It’s been a pretty crazy year, with some pretty high-pressure projects. My company just had a pretty important launch that we’ve been building to for the last two years; I’ve been working on it since last October.

My project is the customer Control Panel, a portal where users manage their Cloud infrastructure (e.g. virtualized servers). This product was recently completely redesigned and rewritten with an eye towards improved user experience. I’m looking forward to blogging more about some of the things I’ve learned from it in the upcoming days and weeks, especially with an eye towards building a large client-side application using JavaScript.

Launch Day

We recently had our launch day; this was the day of the marketing blitz for our new product and when we got a huge rate of incoming new users. On that day we did over 12 deploys to production, all without downtime. We didn’t deploy to fix problems that came up; we deployed because that’s what we do every day.

Any one of these deploys could have completely broken the site or negatively impacted the user’s experience on our most high-profile day: the day when everyone was looking at us. Instead, we shipped several behavior changes, a few defect fixes, and one major feature.

We’re not grizzled veterans: three of our team members have been with the company less than 6 months and we’ve got an intern; everyone writes code that gets deployed to production and into the hands of our customers.

We have a mature continuous integration system: we run a full battery of tests on Jenkins, running unit tests, integration tests, and Selenium tests. Each of these validates that we didn’t make the site unusable or remove customer-facing functionality.

Our process has been set for the last few months in the ramp-up to launch and even though we’ve had a few issues, each time we’ve had an issue we’ve used Root Cause Analysis to fix the problems that came up.

XP Values

I had the fortune of being exposed to the Extreme Programming (XP) Values early on in my programming career, when I was working part-time in various university labs. Most XP Values are centered about the concept of Feedback: giving better transparency to the customer about what you are building, why you are building it, and how you might build it better.

My favorite XP value is Courage (alternatively, Fearlessness or Aggressiveness). The way I interpret Courage is that because of the team’s process, we don’t entertain the parts of our brains that encourage bad patterns or practices.

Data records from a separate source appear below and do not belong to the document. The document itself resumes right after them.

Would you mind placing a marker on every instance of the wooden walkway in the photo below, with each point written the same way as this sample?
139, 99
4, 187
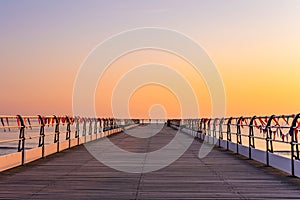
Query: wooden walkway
75, 174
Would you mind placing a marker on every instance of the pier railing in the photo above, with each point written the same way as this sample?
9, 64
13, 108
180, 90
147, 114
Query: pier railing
27, 138
273, 140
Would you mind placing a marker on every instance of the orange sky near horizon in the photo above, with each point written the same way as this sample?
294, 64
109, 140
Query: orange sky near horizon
255, 45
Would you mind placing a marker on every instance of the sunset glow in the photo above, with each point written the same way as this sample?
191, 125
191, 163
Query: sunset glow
255, 46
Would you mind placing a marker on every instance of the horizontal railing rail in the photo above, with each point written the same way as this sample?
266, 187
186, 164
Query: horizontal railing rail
31, 137
275, 134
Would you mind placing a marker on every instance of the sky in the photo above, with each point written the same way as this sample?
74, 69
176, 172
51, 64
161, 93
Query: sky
254, 44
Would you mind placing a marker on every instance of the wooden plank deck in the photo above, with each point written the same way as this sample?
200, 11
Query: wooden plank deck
75, 174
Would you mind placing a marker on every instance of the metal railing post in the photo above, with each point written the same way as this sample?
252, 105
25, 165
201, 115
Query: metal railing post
228, 133
56, 135
91, 128
251, 137
238, 134
68, 132
21, 145
42, 135
269, 145
221, 131
294, 140
84, 129
77, 121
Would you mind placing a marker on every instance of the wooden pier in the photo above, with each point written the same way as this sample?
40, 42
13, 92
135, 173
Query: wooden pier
75, 174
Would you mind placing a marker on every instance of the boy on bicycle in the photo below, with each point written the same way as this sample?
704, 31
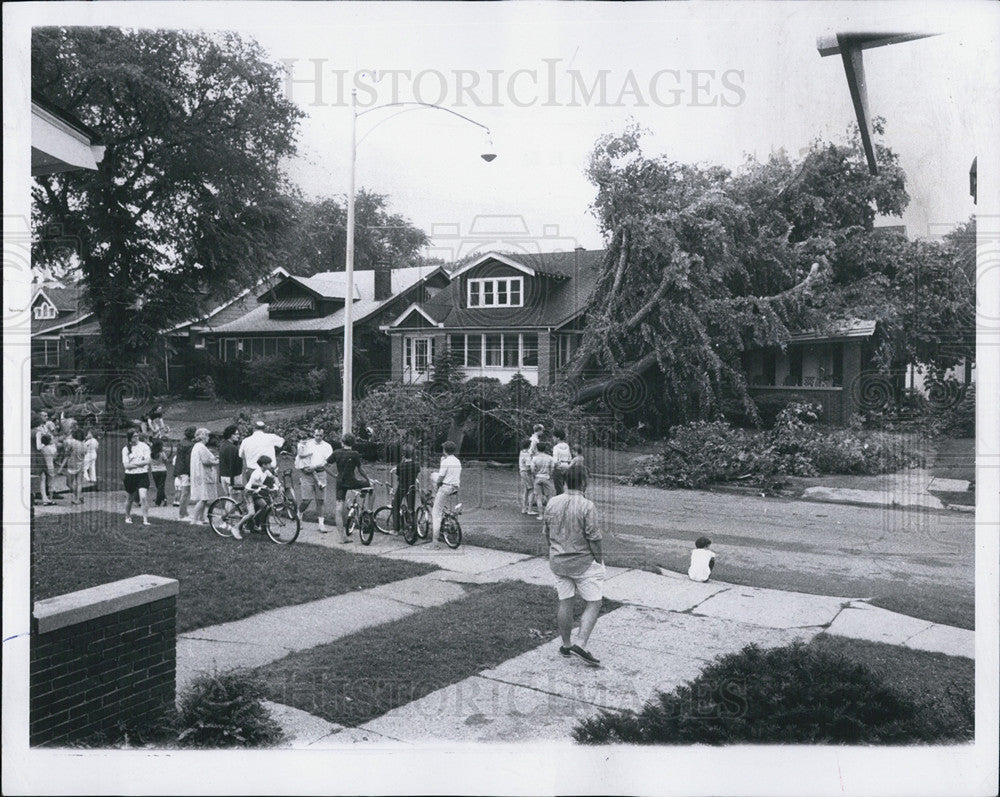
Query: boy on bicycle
261, 479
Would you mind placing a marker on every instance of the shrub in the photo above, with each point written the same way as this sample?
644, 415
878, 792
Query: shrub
793, 694
226, 710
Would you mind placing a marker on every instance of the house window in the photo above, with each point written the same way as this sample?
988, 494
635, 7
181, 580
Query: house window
529, 350
474, 351
566, 345
495, 292
44, 311
418, 354
44, 353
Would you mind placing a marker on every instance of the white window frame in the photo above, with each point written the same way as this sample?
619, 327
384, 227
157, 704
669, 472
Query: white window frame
493, 283
410, 353
45, 311
482, 351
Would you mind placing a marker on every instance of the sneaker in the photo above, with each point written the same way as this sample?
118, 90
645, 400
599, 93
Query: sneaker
587, 659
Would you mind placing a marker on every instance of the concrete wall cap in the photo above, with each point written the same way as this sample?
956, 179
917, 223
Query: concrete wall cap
87, 604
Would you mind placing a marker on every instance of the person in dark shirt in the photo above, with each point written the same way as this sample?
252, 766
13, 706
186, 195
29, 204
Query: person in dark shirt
350, 476
230, 463
182, 471
406, 477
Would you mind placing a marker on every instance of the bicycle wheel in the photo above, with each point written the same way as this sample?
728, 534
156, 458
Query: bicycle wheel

How do I know I won’t break something? The tests will catch it. What if I don’t understand what I have to build? We work closely with the business as a team: nobody works alone. What if I do break something? There is no individual blame; the fault is the whole team’s, and our goal is to improve the process.

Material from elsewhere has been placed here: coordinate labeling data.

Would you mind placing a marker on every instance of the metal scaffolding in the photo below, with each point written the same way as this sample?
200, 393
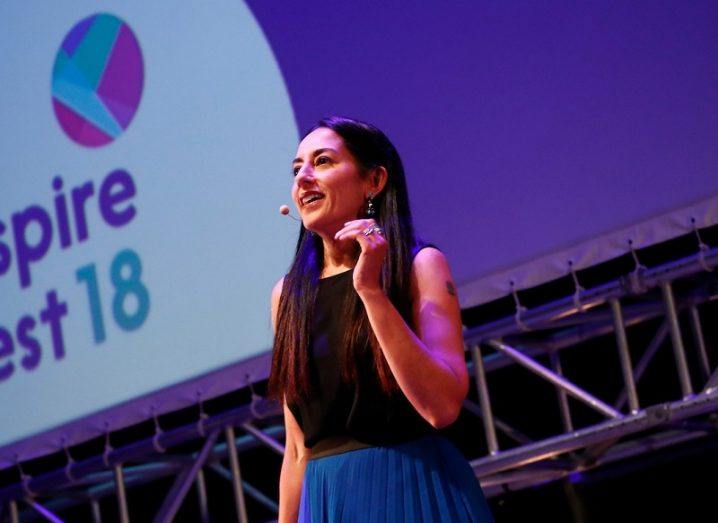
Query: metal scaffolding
533, 339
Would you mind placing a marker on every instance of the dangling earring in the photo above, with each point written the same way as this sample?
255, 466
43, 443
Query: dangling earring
370, 210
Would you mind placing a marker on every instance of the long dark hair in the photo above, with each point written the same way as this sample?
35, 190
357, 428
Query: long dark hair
289, 375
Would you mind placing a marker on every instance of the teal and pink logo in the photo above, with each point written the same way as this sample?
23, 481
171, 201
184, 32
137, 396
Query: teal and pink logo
97, 80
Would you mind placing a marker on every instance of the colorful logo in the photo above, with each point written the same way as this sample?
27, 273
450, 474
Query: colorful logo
97, 80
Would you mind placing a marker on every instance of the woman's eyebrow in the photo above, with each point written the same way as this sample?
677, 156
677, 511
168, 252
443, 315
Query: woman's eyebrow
314, 153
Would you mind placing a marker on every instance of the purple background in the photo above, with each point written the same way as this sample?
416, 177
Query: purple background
525, 127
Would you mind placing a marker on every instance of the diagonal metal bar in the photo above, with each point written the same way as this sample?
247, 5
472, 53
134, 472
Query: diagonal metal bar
47, 514
483, 391
557, 380
182, 484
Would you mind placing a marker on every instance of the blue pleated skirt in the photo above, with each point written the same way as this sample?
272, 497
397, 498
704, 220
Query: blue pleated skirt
425, 480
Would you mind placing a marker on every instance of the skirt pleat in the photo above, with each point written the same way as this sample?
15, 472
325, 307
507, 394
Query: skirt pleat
425, 480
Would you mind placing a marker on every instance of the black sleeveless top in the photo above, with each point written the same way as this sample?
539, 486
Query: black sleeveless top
360, 411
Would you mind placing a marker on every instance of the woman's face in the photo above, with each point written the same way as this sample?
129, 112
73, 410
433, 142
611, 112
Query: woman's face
324, 167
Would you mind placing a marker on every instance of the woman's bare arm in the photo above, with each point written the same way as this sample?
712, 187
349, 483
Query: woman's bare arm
295, 454
428, 365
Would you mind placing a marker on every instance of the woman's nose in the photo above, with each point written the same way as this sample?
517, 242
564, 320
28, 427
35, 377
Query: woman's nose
304, 175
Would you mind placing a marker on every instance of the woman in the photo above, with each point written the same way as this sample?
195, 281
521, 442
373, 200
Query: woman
368, 357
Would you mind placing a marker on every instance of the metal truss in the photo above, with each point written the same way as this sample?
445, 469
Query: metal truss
532, 339
628, 428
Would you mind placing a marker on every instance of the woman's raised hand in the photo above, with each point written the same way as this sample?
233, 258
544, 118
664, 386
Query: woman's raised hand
373, 251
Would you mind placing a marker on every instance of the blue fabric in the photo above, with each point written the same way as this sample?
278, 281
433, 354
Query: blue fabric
424, 480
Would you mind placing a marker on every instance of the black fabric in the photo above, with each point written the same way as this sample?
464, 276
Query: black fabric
360, 410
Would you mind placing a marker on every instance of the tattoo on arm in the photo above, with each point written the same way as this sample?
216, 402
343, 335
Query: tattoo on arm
450, 288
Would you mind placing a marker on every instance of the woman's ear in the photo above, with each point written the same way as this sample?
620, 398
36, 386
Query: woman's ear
378, 179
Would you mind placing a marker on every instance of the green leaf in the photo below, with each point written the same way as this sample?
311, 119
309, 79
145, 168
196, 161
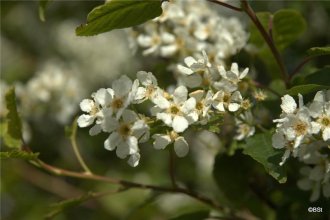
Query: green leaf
42, 8
193, 216
318, 51
67, 204
18, 154
233, 175
255, 36
288, 25
12, 128
305, 89
320, 77
260, 148
119, 14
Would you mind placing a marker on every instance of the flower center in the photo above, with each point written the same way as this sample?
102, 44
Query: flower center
173, 135
124, 130
199, 106
150, 90
246, 104
174, 110
94, 110
226, 97
117, 103
325, 121
300, 128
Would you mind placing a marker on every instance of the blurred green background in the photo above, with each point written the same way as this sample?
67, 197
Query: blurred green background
27, 44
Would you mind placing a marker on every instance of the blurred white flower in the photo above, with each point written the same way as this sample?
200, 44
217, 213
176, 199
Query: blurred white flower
54, 91
320, 110
125, 135
179, 112
223, 101
181, 147
193, 27
149, 88
244, 124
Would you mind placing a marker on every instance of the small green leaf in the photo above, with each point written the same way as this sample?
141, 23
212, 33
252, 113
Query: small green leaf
318, 51
288, 25
42, 8
305, 89
119, 14
260, 148
66, 204
12, 133
204, 214
255, 36
233, 175
319, 77
18, 154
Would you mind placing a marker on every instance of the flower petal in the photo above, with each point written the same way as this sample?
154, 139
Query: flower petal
112, 141
179, 123
181, 147
85, 120
134, 159
288, 104
122, 86
161, 141
180, 95
87, 105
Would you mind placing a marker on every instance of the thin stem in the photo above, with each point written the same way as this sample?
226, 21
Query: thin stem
171, 167
76, 149
259, 85
299, 67
249, 11
219, 2
128, 184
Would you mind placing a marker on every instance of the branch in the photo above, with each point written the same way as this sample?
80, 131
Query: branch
171, 167
219, 2
128, 184
249, 11
259, 85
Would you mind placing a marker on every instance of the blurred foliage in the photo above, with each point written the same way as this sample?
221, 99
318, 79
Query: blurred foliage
27, 192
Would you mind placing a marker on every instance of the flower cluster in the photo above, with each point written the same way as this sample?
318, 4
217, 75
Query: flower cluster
54, 92
304, 131
185, 28
112, 110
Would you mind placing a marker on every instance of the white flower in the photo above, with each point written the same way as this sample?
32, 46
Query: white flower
125, 135
230, 79
203, 104
121, 95
320, 110
244, 125
179, 112
94, 108
106, 103
224, 100
196, 73
149, 88
181, 147
162, 43
294, 127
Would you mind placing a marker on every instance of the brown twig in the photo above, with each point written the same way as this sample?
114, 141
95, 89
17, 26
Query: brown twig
219, 2
259, 85
128, 184
249, 11
171, 167
299, 67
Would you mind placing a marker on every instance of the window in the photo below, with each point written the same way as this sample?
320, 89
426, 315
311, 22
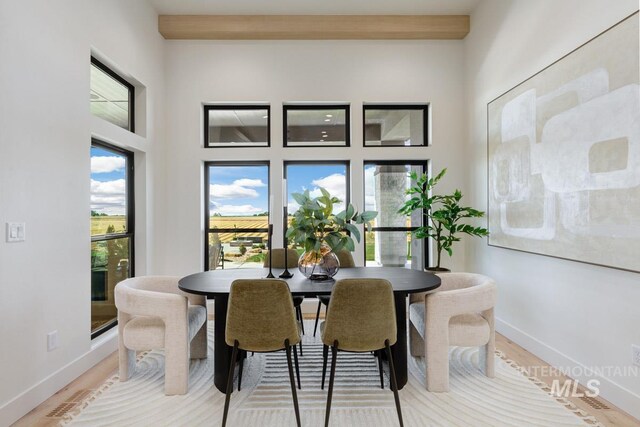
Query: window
112, 230
111, 96
316, 125
236, 126
390, 243
237, 214
395, 125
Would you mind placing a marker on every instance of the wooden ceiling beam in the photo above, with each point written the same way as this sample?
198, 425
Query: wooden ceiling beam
313, 27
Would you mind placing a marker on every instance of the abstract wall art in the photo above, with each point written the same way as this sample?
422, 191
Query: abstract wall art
564, 156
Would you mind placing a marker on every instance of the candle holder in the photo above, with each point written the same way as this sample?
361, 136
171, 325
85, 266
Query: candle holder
270, 236
286, 274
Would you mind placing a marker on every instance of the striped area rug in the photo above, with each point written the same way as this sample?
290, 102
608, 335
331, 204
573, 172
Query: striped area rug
510, 399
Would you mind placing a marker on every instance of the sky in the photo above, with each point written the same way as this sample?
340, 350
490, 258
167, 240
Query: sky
243, 190
108, 185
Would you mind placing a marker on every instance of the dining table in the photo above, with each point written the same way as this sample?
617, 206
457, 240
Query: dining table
216, 284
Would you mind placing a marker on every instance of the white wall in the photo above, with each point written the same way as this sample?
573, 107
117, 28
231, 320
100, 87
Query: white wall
45, 135
198, 72
568, 313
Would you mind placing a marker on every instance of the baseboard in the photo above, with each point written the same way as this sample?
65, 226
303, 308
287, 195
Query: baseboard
609, 390
22, 404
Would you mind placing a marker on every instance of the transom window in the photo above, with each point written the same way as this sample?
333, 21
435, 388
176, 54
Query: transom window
316, 125
236, 126
111, 96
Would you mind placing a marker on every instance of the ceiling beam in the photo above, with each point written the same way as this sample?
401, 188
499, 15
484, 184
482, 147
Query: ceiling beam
313, 27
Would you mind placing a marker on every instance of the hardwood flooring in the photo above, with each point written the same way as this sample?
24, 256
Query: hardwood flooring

Over the years, I’ve performed some pretty aggressive refactorings: some of them have gone well, and a few have caused problems that I later needed to clean up. Most of these had direct business impact: they either enabled us to develop much faster or had dramatic performance impacts. On paper all of these undertakings were terrifying, but none of them would have been possible if I was afraid to undertake them in the first place.

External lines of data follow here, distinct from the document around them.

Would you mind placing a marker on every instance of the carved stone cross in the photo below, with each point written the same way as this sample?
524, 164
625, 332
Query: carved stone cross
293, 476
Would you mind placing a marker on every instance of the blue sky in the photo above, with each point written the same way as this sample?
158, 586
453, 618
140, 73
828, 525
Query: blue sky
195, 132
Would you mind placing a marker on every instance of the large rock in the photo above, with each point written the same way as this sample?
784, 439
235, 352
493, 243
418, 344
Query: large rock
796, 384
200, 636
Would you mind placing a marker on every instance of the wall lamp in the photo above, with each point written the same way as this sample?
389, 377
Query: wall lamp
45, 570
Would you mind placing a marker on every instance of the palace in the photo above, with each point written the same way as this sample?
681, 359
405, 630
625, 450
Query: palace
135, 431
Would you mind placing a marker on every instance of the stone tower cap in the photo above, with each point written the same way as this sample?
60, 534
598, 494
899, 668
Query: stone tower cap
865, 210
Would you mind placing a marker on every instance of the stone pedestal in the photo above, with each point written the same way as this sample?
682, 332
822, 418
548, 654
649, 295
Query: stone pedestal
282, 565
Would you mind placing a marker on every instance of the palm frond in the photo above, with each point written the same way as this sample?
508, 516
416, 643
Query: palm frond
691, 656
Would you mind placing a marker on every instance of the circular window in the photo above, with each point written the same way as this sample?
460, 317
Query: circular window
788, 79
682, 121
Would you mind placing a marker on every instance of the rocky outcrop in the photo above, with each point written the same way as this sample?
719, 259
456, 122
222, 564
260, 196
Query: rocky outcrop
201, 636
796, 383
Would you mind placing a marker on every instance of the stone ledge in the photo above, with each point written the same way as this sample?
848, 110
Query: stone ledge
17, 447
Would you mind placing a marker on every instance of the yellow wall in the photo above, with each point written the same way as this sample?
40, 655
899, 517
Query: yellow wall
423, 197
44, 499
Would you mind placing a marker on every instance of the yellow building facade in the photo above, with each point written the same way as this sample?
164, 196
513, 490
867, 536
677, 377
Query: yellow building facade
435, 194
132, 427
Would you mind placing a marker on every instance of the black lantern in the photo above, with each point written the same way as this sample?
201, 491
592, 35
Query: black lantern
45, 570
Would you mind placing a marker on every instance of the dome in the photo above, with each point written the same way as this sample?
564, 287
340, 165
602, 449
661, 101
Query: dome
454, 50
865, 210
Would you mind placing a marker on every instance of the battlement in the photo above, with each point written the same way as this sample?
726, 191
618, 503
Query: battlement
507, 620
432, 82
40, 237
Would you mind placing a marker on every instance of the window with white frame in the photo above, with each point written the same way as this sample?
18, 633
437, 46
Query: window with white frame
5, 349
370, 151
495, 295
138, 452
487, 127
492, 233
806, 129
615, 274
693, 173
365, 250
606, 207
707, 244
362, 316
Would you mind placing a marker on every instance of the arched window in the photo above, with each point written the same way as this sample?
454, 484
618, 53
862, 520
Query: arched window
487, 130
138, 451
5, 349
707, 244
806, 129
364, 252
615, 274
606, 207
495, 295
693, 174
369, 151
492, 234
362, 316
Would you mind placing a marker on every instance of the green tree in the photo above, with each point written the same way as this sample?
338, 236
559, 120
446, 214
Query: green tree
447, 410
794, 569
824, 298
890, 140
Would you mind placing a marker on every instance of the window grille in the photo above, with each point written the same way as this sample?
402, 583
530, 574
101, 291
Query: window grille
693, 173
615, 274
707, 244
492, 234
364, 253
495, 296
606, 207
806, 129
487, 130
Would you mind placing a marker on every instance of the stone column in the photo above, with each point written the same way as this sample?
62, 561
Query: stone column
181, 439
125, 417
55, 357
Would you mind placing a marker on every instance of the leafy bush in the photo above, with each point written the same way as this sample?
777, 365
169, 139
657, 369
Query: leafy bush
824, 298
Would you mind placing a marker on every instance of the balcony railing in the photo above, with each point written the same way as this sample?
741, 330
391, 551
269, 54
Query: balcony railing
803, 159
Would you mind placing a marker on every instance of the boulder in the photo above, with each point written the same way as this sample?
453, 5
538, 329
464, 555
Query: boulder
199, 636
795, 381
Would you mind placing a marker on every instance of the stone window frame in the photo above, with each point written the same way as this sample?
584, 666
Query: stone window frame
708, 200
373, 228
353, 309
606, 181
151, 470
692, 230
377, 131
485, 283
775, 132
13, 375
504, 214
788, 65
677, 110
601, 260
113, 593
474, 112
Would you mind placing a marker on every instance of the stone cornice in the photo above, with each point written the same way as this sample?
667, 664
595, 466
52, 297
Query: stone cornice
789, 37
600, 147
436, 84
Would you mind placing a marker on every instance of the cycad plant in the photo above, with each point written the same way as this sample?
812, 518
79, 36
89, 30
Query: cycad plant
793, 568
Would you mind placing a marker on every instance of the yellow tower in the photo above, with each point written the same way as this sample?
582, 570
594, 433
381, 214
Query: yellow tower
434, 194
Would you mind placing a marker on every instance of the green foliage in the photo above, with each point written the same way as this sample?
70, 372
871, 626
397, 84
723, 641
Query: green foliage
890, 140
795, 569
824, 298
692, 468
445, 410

Write Your Code Fearlessly

Of course, fearlessness is not recklessness! When you’re faced with a risky change, stay focused on what you can do to ensure that this change can be done without danger. Don’t add defensive code just for the sake of safety – understand what the reason for each line of code is and why it’s necessary. Once you start writing code out of fear you will product lower quality code and then you will break something.

One of the most fun parts of programming is the stories that you tell about work done when the pressure was on. I’m looking forward to telling the story about how when the pressure was on, we did exactly the same thing that we’d been doing for the last few months, and everything went great.